# Classification Surrogate Tests

We are interested in testing whether or not a surrogate model can correctly identify unknown constraints based on categorical criteria with classification surrogates. Essentially, we want to account for scenarios where specialists can look at a set of experiments and label outcomes as 'acceptable', 'unacceptable', 'ideal', etc. 

This involves new models that produce `CategoricalOutput`'s rather than continuous outputs. Mathematically, if $g_{\theta}:\mathbb{R}^d\to[0,1]^c$ represents the function governed by learnable parameters $\theta$ which outputs a probability vector over $c$ potential classes (i.e. for input $x\in\mathbb{R}^d$, $g_{\theta}(x)^\top\mathbf{1}=1$ where $\mathbf{1}$ is the vector of all 1's) and we have acceptibility criteria for the corresponding classes given by $a\in\{0,1\}^c$, we can compute the scalar output $g_{\theta}(x)^\top a\in[0,1]$ which represents the expected value of acceptance as an objective value to be passed in as a constrained function.

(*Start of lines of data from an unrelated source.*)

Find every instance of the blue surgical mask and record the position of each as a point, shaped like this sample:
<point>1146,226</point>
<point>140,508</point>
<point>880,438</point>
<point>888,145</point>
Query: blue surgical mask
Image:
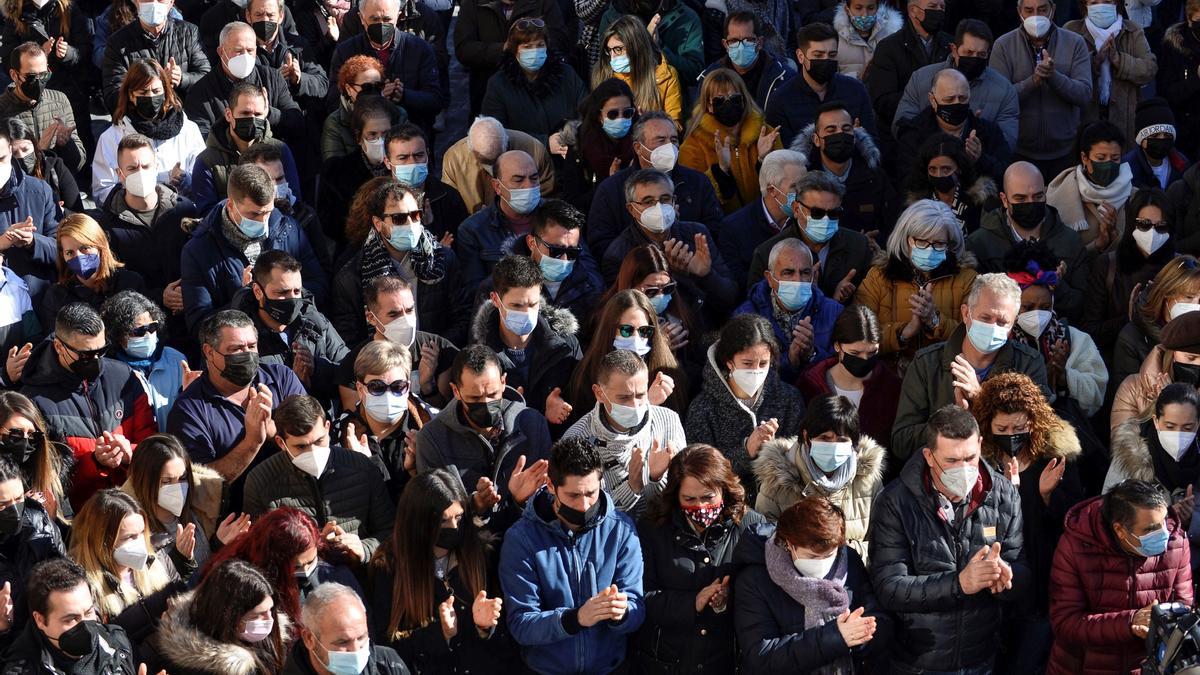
<point>532,59</point>
<point>617,127</point>
<point>927,260</point>
<point>821,230</point>
<point>412,175</point>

In this script, we look at a modified and constrained version of the optimization problem associated with the [Levy function](https://www.sfu.ca/~ssurjano/levy.html), which has a global minima at $x^*=\mathbf{1}$. We classify constraints for three classes: 'acceptable', 'unacceptable', and 'ideal' based on how close we are to the optimal decision variable; obviously, this value is unknown in a real-world setting, but this serves as a reasonable example.

Initially, this script contains an example of JUST training the classification surrogate on the generated data.

In [1]:
# Import packages
import bofire.strategies.api as strategies
from bofire.data_models.api import Domain, Outputs, Inputs
from bofire.data_models.features.api import ContinuousInput, ContinuousOutput, CategoricalOutput, CategoricalInput
from bofire.data_models.objectives.api import MinimizeObjective, MinimizeSigmoidObjective, ConstrainedCategoricalObjective
import numpy as np
import pandas as pd

  from .autonotebook import tqdm as notebook_tqdm


## Manual setup of the optimization domain

The following cells show how to manually setup the optimization problem in BoFire for didactic purposes.

In [2]:
# Write a function which scales the inputs according to the Levy function - i.e. computes $w_i$
def scale_inputs(x: pd.Series) -> pd.Series:
    return 1 + (x - 1) / 4

In [3]:
# Set-up the inputs and outputs, use categorical domain just as an example
input_features = Inputs(features=[ContinuousInput(key=f"x_{i}", bounds=(-2, 2)) for i in range(5)] + [CategoricalInput(key=f"x_5", categories=["0", "1"], allowed=[True, True])])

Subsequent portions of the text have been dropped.